Ah, Paris !

A l'arrière-plan du premier roman d'Evelyn (1928), la France, où il est déjà venu trois fois (dont au moins une en avion), occupe une place privilégiée...

”...Like the first breath of spring in the Champs-Elysées, came Mrs Beste-Chetwynde - two lizard-skin feet, silk legs, chinchilla body, a tight little black hat, pinned with platinum and diamonds, and the high invariable voice that may be heard in any Ritz Hotel from New York to Budapest.”

ILLUSTRATION DE DECLINE AND FALL PAR E. WAUGH

(Mrs Beste-Chetwynde est la 2e à partir de la gauche en haut du dessin d'E.W.)

”Pareille au premier souffle de printemps sur les Champs-Elysées, s'avança Mrs Beste-Chetwynde, souliers de lézard, bas de soie, manteau de chinchilla, et un amour de petit chapeau noir épinglé de platine et de diamants, avec cette voix haut-perchée qui est de rigueur dans tous les Ritz, de New York à Budapest.”

Marseille

Dans Decline and Fall (Grandeur et Décadence)

Le premier roman d'Evelyn Waugh (1928) comporte six dessins de sa main, qui faisaient partie du contrat avec son éditeur Chapman et Hall.

Aucune des éditions en langue française (Conduite scandaleuse, trad. Franz Weyergans, Bruxelles, 1947 ; Grandeur et Décadence, trad. Henri Evans, Paris, 1981) n'a repris ces illustrations, dont l'une représente une rue chaude de Marseille, dans le quartier du Panier, qu'Evelyn avait fréquenté avec son frère Alec à la fin du mois de mai 1927 (voir Benoît Le Roux, Evelyn Waugh, p. 39).

ILLUSTRATION DE DECLINE AND FALL PAR E. WAUGH

(dessin d'E.W.)

Le héros de Decline and Fall est un jeune naïf, Paul Pennyfeather, chassé d'Oxford et contraint de gagner sa vie comme professeur dans un collège du pays de Galles. Là, il est séduit par une jeune et riche veuve, mère d'un de ses élèves, Mrs Margot Beste-Chetwynde, qui l'attire à Londres, lui promet le mariage et des rentes. Quelques jours avant la date fixée pour la cérémonie, elle lui demande un service : cornaquer trois des jeunes femmes qu'elle a embauchées pour une ”société de spectacles” de Rio de Janeiro, et qui sont bloquées à Marseille. Paul s'envole aussitôt, de Croydon, pour Le Bourget, où il affrète un avion pour Marseille.

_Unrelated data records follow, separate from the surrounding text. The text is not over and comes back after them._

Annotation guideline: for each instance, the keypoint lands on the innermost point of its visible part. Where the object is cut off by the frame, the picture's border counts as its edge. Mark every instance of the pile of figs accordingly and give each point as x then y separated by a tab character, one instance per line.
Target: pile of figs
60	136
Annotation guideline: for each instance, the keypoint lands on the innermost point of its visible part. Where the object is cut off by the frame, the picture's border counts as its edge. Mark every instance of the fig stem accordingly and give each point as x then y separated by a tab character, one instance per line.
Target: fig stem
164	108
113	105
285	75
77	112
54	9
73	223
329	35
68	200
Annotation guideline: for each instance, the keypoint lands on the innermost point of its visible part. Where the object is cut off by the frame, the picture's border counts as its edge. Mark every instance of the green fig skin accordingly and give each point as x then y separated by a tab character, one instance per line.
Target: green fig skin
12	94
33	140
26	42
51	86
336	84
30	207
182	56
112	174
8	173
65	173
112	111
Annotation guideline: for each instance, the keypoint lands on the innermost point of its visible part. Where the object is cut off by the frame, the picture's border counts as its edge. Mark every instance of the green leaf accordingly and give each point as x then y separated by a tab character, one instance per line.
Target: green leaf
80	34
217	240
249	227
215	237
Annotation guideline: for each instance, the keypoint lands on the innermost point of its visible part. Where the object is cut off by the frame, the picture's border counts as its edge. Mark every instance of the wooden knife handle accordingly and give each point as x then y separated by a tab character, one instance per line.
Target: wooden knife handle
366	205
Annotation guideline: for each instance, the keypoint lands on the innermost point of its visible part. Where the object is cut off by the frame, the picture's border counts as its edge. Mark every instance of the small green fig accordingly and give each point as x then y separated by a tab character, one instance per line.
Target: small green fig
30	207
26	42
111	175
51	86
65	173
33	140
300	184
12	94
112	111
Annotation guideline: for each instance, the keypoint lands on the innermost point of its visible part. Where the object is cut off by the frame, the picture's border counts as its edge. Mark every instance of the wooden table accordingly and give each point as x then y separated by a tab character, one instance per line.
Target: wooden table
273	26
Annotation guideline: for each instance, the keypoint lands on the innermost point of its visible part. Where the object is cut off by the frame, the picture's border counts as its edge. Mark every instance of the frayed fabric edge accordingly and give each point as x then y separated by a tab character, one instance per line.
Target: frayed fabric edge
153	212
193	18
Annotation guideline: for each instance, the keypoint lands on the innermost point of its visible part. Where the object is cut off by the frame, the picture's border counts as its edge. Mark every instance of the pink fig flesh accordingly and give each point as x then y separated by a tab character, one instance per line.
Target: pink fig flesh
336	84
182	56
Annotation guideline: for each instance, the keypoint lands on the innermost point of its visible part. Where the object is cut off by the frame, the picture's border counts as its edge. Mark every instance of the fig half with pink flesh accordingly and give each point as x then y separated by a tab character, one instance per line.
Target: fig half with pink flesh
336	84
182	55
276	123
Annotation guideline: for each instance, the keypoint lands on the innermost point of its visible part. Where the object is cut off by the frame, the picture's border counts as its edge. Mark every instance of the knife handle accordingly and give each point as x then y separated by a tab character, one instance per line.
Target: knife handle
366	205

”Il était tard quand Paul arriva à Marseille. Il dîna chez Basso, sur le balcon couvert, d'une bouillabaisse arrosée d'un Meursault. De sa table, il voyait mille lumières qui se reflétaient dans les eaux calmes. Il se sentit très homme du monde quand il régla la note et calcula le pourboire. Puis il prit place à l'arrière du taxi découvert qui desservait la vieille ville.

- Tu les trouveras sans doute ”chez Alice”, rue de Reynarde, avait dit Margot. De toute façon, tu les trouveras facilement si tu donnes mon nom.

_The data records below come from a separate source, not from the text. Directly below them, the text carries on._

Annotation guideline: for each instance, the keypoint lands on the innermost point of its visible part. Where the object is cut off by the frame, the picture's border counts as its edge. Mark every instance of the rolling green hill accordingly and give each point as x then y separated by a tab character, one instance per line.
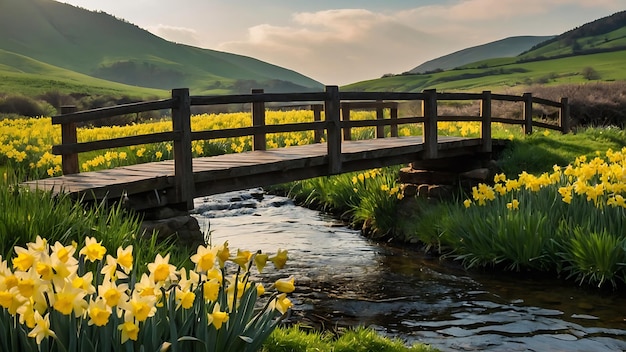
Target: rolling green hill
21	74
593	52
508	47
99	45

La voiture s'arrêta au coin de la rue Ventomargy. On ne pouvait aller plus loin, tant il y avait foule dans cette rue étroite. Paul paya le chauffeur.

-
Merci, Monsieur, gardez bien votre chapeau ! dit celui-ci en démarrant.

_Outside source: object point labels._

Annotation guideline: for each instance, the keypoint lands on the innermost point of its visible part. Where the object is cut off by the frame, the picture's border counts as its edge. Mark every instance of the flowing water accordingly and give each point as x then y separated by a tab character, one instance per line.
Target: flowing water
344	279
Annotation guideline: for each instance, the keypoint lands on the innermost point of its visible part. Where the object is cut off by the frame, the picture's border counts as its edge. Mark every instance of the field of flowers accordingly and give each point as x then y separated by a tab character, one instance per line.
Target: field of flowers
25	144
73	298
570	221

Intrigué par la formule, Paul s'engagea d'un pas soudain moins assuré dans cette ruelle aux pavés inégaux. De chaque côté les étages des maisons étaient en surplomb, à se toucher. Elles étaient illuminées de la cave au grenier. Entre elles, des lanternes se balançaient. Dessous, un caniveau serpentait au milieu de la rue. Le décor était sinistre. Hollywood n'aurait pas fait mieux pour quelque Orgie sous la Terreur. Une telle rue en Angleterre, se dit Paul, Mr Spire l'aurait classée depuis longtemps, nationalisée, réservée au commerce touristique, échoppes vendant des fourchettes d'étain, des cartes postales, ou ” pâtisseries du Devon”. Ici, c'était un autre commerce. On pouvait se passer d'une expérience internationale pour comprendre dans quel genre de quartier on se trouvait. D'ailleurs, n'avait-il pas traversé naguère, le guide à la main, le quartier réservé de Pompéi ?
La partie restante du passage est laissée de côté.